Der namenlose Erzähler von ‚Die Brille mit dem Goldrand‘ gehört zu einer Gruppe von Student*innen, die Fadigati befreundet. Denn sowohl Fadigati als auch Bassani trauern einer verlorenen Zeit hinterher: Fadigati seiner Zeit als Student und einer längst vergangenen Liebe und Bassani einem lebendigen jüdischen Leben in Ferrara. Als sich Fadigati in Deliliers, einen der Studenten, verliebt, kommt es zum Skandal, als ihn dieser in der Öffentlichkeit auf grausamste Weise bloßstellt. Fadigati wird zum Aussätzigen, eine Situation, die der Erzähler trotz seiner eigenen Vorurteile nachempfinden kann – denn als die italienischen Rassengesetze in Kraft treten, wird auch er zum Opfer des Henkers. Und auch wenn Fadigati selbst bezeugt, dass ihre Fälle unterschiedlich liegen und der Erzähler anders als der Doktor dem Hass der Welt mit Hass begegnen will, ist doch klar, dass Bassani diese beiden Schicksale nebeneinanderstellt, weil der Boden unter den Füßen dieser Männer ein brüchiger ist. Die Gesellschaft, in der beide leben, ist nur zu gern bereit, unter den richtigen Bedingungen ihre Maske fallen zu lassen und sie zum Opfer einer Hetzkampagne zu machen.

Von Anfang bis Ende perfekt durchkomponiert und mit einer feinen Figurenzeichnung ausgestattet, erzählt der Roman wie schnell das Stimmungsbild einer Gesellschaft kippen und vermeintliche Toleranz in Ausschluss und Gewalt münden können. Dass ‚Die Brille mit dem Goldrand‘ nach über 60 Jahren immer noch zu uns spricht und uns etwas über unsere Gegenwart verraten kann, ist einer der Gründe, warum der Text zu den Klassikern gehört, die diesen Titel auch verdient haben.

Giorgio Bassani wurde 1916 als Sohn einer jüdischen Ärztefamilie in Ferrara geboren. Wie viele andere jüdische Familien im Ort unterstützte auch Bassanis Vater zunächst den Faschismus, er trat bereits 1919 Mussolinis fascio bei, der Roman erzählt die Ereignisse kaum verändert nach: „Doch seitdem Mussolini nach den ursprünglichen Streitigkeiten sich mit Hitler zu einigen begann, war er nervös geworden.

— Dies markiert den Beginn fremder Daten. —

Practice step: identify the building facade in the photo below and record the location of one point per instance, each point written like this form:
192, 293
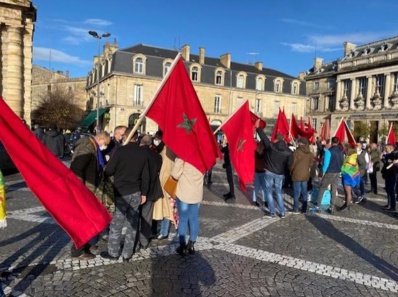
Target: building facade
17, 18
128, 79
362, 86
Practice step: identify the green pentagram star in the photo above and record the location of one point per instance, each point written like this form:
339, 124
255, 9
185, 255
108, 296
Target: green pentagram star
187, 124
240, 145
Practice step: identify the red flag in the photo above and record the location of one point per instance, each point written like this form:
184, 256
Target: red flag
64, 196
254, 118
325, 132
391, 138
178, 112
241, 143
281, 127
344, 134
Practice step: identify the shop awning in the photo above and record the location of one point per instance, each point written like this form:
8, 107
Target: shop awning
91, 117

Er dachte nur noch an einen möglichen Ausbruch von Antisemitismus auch in Italien; und gelegentlich ließ er sich – und litt zugleich darunter – manch bitteres Wort gegen das Regime entschlüpfen.“ Nach dem Erlass der italienischen Rassengesetze 1938 und dem Beginn der Deportation italienischer Juden und Jüdinnen nach Ausschwitz schloss Bassani sich dem Widerstand gegen den Faschismus an, wofür er auch kurzzeitig inhaftiert wurde. Zugleich machte er es sich zur Lebensaufgabe vom jüdischen Leben in Ferrara literarisch Zeugnis abzulegen, ein Vorhaben, welches er mit seinem Ferrara-Zyklus in die Tat umsetzte. Zu diesen Romanen gehört neben ‚Die Brille mit dem Goldrand‘ im Übrigen auch ‚Hinter der Tür‘ (aus dem Italienischen von Herbert Schlüter), der das Thema Homosexualität ebenso zu einem zentralen Motiv macht, dieses Mal in Form einer Liebesgeschichte zwischen zwei Schülern an einem Gymnasium in Ferrara. Bassani lebte bis zu seinem Tod 2000 in Rom, wo er als Schriftsteller, Dichter, Essayist und Literaturkritiker tätig war.